Be clear about the limits of children’s responsibilities. Let children know that the government, the health service, scientists and many others are working very hard to keep people safe and that is their job.

Highlight the good things. Whilst it is a genuinely challenging time, do help children to recognise the positive things that are happening in their own families, their local community or even the wider community around the UK and the world.

Find ways to deal with worries. Limit children’s unsupervised exposure to the news. For example, you could introduce a “news time” when you look at it or listen to it together and discuss what comes up.

 

For older children, if they are getting unhelpful information via social media, then could they experiment with limiting how much time they spend on it or what they look at? If they are talking to friends about it a lot, could they limit these conversations and instead try to talk about other things?

Help children and young people to think about whether the worry is something they can do anything about, or not. If it is not something that is under their control it will be important to gradually learn to tolerate that worry and focus on other things.

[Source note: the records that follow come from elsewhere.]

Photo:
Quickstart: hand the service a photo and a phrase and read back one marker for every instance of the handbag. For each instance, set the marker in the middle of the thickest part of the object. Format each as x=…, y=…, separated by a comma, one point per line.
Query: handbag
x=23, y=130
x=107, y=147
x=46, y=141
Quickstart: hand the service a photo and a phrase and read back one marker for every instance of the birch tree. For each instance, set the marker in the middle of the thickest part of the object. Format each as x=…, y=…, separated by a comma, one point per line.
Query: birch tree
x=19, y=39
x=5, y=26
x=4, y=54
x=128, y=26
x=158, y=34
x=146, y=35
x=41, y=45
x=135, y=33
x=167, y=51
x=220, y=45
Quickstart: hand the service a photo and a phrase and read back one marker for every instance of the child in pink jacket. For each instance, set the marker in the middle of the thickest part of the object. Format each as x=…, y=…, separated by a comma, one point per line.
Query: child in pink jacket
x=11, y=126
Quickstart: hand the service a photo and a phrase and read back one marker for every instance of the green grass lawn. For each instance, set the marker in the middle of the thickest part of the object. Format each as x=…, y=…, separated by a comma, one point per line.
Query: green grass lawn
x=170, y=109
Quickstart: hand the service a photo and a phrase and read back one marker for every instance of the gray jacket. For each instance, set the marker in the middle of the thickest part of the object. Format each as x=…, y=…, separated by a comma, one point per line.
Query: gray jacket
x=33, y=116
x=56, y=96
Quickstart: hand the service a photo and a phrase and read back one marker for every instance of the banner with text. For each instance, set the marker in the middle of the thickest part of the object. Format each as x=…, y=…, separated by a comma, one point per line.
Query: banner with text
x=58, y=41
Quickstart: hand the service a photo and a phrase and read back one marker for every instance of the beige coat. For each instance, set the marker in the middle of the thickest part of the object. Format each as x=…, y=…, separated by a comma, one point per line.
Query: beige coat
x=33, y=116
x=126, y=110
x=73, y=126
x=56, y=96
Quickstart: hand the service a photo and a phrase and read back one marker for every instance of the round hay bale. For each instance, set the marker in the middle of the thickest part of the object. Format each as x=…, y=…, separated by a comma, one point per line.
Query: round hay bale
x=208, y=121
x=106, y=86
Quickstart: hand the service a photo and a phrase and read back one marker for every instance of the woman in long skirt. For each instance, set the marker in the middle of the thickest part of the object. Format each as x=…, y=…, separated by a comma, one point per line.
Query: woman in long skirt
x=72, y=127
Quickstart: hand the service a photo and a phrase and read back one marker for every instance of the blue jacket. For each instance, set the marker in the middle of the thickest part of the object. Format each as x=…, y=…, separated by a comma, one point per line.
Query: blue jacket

One way to help children feel confident that their worries will be dealt with, and also get in to practice of keeping them under control, is to introduce a “worry time” where you agree a time each day where you can sit down for a certain amount of time (max 30 minutes) and talk through the worries in turn. Your job is mostly to listen and empathise.

When children and young people start to worry outside of “worry time” ask them to record their worry and assure them it will be addressed at “worry time”. This can also help children notice that sometimes things that seem like big worries, don’t seem such a problem after some time has passed. Take practical steps to feel less worried.

 

Where anxiety is persistent and getting in the way of life

Inevitably some children and young people will find this more difficult to deal with than others. Some young people may already be struggling with anxiety difficulties and the current situation may have exacerbated preexisting worries. If you are concerned about a child or young person and their anxiety is persistent and getting in the way of their lives (e.g., their sleep, schoolwork, friendships or family life), then they might need some professional help. Your GP will be able to advise further.